What happened when you heard about Pearl Harbor?
He said most young people didn’t know where Pearl Harbor was, but they learned quickly about the war.

Were you emotional about the beginning of the war?
He said it was hard to understand what going to war meant. He said there was alot of excitement and planes flying overhead.

When did you decide to join the Air Corps?
He joined in spring 1942. He said he was tested on his aviation skills. He said he passed all the tests and decided to be a navigator. He became an officer because he passed his tests, he said those who didn’t pass became gunners.

Why did you chose the Air Corps?
He said he joined because flying had an exciting mystique. Aviation was a new technology. He said it was rare to see a plane on the ground.

What was it like saying, “Goodbye” to your family?
He said it worried his mother the most. He said through prayer he was able to eliminate his fear before he left. He said he was determined to come home. Although he would get anxious, he said he only experienced fear on his last mission because he was so close to coming home.

What was training like?
He said there were two phases. In ground school they learned how to compute using a computer, celestial flying and dead reckoning.

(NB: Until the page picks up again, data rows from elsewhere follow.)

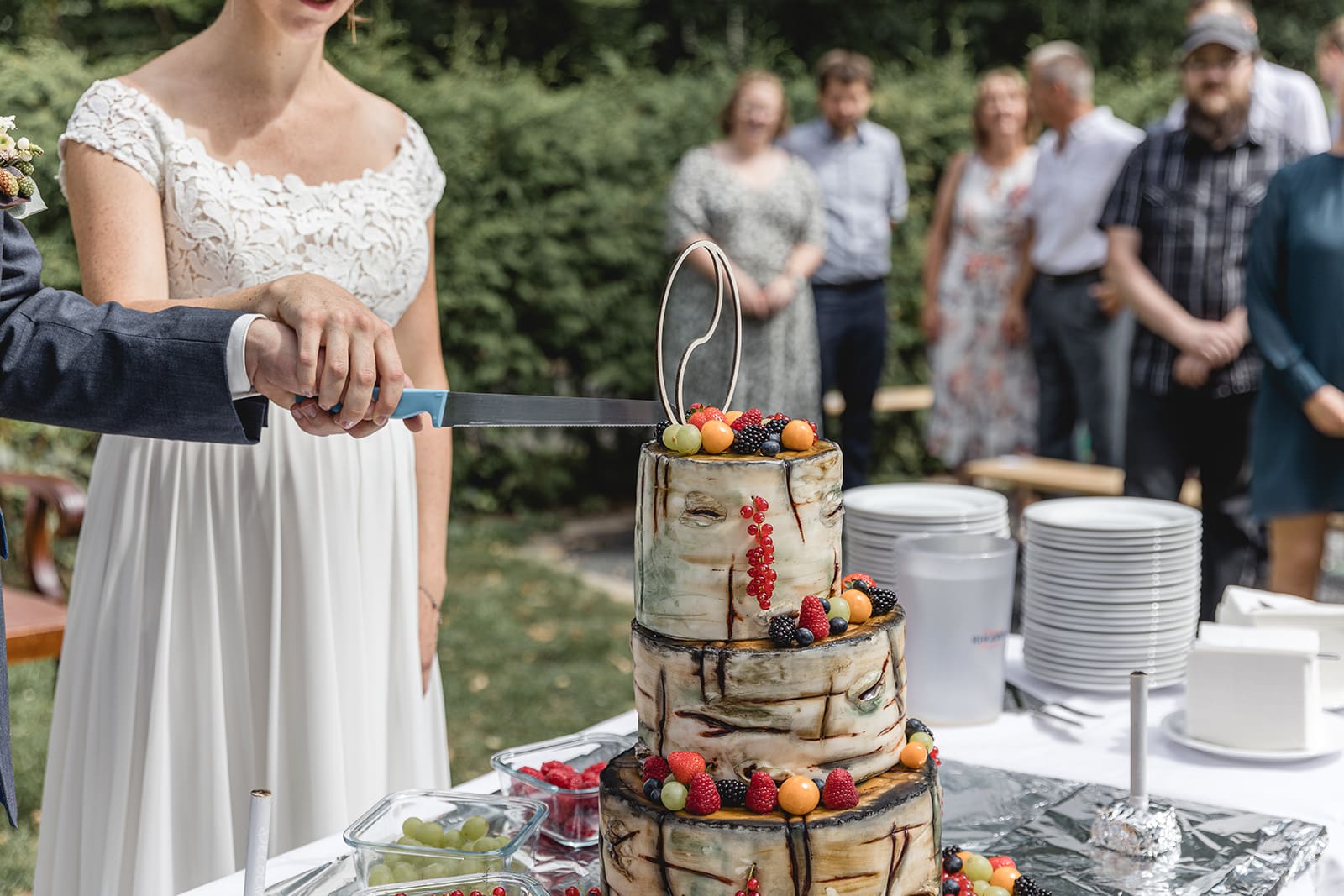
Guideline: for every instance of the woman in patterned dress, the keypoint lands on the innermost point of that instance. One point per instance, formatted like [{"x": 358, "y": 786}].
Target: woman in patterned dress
[
  {"x": 764, "y": 208},
  {"x": 983, "y": 378},
  {"x": 260, "y": 616}
]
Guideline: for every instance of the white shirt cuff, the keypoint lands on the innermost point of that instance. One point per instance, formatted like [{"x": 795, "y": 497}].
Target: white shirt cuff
[{"x": 235, "y": 356}]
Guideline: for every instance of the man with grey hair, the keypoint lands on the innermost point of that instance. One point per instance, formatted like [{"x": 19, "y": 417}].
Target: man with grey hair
[{"x": 1079, "y": 345}]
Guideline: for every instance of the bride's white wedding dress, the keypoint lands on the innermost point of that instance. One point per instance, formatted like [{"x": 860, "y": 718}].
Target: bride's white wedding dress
[{"x": 242, "y": 617}]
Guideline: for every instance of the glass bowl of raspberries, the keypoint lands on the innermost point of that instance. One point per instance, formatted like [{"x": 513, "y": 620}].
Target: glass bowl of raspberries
[
  {"x": 564, "y": 774},
  {"x": 486, "y": 884},
  {"x": 427, "y": 835}
]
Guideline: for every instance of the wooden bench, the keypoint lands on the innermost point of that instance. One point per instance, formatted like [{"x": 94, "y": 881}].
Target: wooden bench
[
  {"x": 35, "y": 621},
  {"x": 889, "y": 399}
]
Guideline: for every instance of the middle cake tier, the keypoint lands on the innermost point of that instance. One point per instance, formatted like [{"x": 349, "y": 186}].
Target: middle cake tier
[{"x": 753, "y": 705}]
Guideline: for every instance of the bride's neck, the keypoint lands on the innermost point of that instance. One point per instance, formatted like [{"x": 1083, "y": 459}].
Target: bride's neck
[{"x": 260, "y": 60}]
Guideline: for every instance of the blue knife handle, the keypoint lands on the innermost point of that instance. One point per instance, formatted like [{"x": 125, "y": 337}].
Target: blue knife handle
[{"x": 413, "y": 402}]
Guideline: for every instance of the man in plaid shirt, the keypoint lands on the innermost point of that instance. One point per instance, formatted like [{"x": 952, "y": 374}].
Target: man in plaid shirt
[{"x": 1179, "y": 223}]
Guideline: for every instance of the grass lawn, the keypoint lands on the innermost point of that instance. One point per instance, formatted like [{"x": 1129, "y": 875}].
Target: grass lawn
[{"x": 528, "y": 653}]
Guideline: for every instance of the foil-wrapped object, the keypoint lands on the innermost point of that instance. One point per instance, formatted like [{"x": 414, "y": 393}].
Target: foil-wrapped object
[{"x": 1136, "y": 831}]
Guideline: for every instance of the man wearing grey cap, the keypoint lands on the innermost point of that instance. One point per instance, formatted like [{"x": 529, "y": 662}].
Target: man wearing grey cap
[{"x": 1178, "y": 226}]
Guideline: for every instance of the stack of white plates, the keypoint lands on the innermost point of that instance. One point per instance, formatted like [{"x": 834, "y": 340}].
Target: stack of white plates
[
  {"x": 875, "y": 516},
  {"x": 1110, "y": 586}
]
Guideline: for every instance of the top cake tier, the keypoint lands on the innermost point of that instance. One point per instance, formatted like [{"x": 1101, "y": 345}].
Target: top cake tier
[{"x": 692, "y": 577}]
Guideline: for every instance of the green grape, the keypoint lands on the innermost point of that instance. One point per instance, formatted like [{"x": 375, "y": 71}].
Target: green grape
[
  {"x": 978, "y": 868},
  {"x": 475, "y": 828},
  {"x": 430, "y": 835}
]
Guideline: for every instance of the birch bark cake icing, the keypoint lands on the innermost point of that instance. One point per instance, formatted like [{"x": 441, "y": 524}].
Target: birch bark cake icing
[{"x": 770, "y": 696}]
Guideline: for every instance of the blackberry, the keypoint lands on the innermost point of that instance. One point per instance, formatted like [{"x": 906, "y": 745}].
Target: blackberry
[
  {"x": 749, "y": 439},
  {"x": 1027, "y": 887},
  {"x": 783, "y": 629},
  {"x": 732, "y": 793},
  {"x": 884, "y": 600}
]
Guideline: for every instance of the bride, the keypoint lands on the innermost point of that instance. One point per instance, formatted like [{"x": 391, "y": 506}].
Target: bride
[{"x": 248, "y": 617}]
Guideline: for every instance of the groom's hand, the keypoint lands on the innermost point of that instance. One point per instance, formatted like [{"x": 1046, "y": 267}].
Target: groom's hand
[{"x": 343, "y": 349}]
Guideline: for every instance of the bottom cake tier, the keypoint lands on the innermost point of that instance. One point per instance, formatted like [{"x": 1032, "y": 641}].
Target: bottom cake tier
[{"x": 889, "y": 844}]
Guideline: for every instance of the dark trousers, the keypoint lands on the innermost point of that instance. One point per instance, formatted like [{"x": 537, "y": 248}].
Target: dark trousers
[
  {"x": 1082, "y": 367},
  {"x": 853, "y": 331},
  {"x": 1169, "y": 436}
]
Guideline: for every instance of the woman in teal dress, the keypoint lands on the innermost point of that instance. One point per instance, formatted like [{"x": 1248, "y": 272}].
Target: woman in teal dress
[{"x": 1296, "y": 307}]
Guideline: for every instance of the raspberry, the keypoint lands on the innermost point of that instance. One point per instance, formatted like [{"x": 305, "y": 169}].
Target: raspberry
[
  {"x": 732, "y": 792},
  {"x": 656, "y": 768},
  {"x": 813, "y": 618},
  {"x": 703, "y": 797},
  {"x": 783, "y": 629},
  {"x": 685, "y": 766},
  {"x": 763, "y": 795},
  {"x": 884, "y": 600},
  {"x": 749, "y": 439},
  {"x": 839, "y": 792},
  {"x": 750, "y": 417},
  {"x": 1027, "y": 887}
]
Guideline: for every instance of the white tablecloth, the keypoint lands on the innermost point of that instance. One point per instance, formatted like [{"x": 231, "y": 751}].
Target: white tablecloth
[{"x": 1100, "y": 752}]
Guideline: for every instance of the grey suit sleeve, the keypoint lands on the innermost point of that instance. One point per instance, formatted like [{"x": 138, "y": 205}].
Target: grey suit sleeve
[{"x": 67, "y": 362}]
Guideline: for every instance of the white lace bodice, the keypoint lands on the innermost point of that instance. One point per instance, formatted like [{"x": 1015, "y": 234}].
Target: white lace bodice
[{"x": 228, "y": 228}]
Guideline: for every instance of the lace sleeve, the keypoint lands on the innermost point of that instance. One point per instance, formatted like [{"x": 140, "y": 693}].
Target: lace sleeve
[
  {"x": 118, "y": 121},
  {"x": 429, "y": 177}
]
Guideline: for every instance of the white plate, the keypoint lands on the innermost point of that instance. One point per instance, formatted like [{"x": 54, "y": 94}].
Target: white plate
[
  {"x": 1136, "y": 516},
  {"x": 1331, "y": 741},
  {"x": 925, "y": 500}
]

When did you find out where they would be sending you?
As they were taking off from Florida, he said, they were handed orders to be opened en route. He said soldiers usually weren’t told until reaching Africa. Orders were kept secret until they were out of the States. He said on that morning they were told their orders were changed, but in reality they weren’t. This was probably to give any informants mis-information.

What was your first mission like?
He said when they landed in England he was told he was going to Pathfinder. They were to do five bombing missions as part of the formation. He worked out the navigation just as practice. However, at the last minute they needed a bombadeer in a different plane. He said that during the mission his original plane was in an accident. Later they were forced to land at a British base due to the weather. He said this is when he realized that his former crew wasn’t there. The next day he attended their funeral in Cambridge.

What is flak?
Flak is a shell that is made to be fired upward with accuracy. It would explode into many pieces. He said by sensing the level of flak hitting the plane one could tell how close they were to the gunner. So he developed a pattern of evading gunners. He said one small piece of flak could be detremental to the plane.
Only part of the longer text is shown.